A Year in the Merde.
I can't lie to you, Internet, I only read this book as a last resort. I did something I never, EVER, do and left my house without a tome to go and spend a weekend at my parent's. And halfway through the third soap-opera of the evening I looked around the room, said, "screw this" and then got cross at Facebook because it provided me with little respite (read: gossip). So I nosied around their bookshelf with little hope. My parents aren't 'readers'. I mean they can do it- they just prefer the pictures in the Daily Mail.
So lo and behold there was little to chose from, and this was the best of a bad bunch. It had been lent to them by a family friend and left unopened. Which, in the words of mama, all the more fool should be on THEM.

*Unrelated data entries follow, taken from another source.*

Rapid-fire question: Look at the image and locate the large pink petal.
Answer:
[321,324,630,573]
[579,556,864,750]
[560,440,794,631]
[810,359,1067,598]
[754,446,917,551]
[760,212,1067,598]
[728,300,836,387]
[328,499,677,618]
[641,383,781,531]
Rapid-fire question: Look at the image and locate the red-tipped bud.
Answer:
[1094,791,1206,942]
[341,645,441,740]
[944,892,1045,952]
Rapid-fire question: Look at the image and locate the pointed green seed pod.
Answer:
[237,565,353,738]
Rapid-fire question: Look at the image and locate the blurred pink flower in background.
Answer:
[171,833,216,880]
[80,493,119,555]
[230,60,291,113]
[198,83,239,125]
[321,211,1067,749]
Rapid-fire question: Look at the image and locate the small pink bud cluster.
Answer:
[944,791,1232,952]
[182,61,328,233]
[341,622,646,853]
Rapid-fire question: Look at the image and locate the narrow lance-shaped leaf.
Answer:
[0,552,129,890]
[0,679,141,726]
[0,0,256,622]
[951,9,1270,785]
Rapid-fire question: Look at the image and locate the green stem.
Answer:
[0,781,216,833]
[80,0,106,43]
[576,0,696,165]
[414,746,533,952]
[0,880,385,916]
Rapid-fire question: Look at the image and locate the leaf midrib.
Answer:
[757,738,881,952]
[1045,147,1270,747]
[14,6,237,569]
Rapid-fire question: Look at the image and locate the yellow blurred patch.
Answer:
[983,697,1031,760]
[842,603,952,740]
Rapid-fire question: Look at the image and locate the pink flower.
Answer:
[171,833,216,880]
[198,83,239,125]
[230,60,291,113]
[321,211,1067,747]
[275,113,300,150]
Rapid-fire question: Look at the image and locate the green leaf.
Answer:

Because it's pretty brilliant.
Based on Stephen Clarke's life in France, the character Paul West guides us through a year of working abroad for a firm with a typically French attitude i.e. quite like my parents, not much gets done. And so he has time on his hands to meet French girls and American boys, learn how to actually get served a cofffee by the notoriously grumpy Parisian waiters that otherwise ignore him, navigate the closure of almost everything during yet another French strike, and get screwed over on the property ladder.
I've spent time in France (WHAT A DICKHEAD THING TO SAY. Sorry.) so I could relate to a lot of the stuff he brings up- if you're not familiar with the idiosyncrasies of the frogs then you might be a bit confused. My favourite story is about a salad. You might not get it now, but you will.
A lovely little surprise of a gem that passed a weekend. I might even seek out the sequel.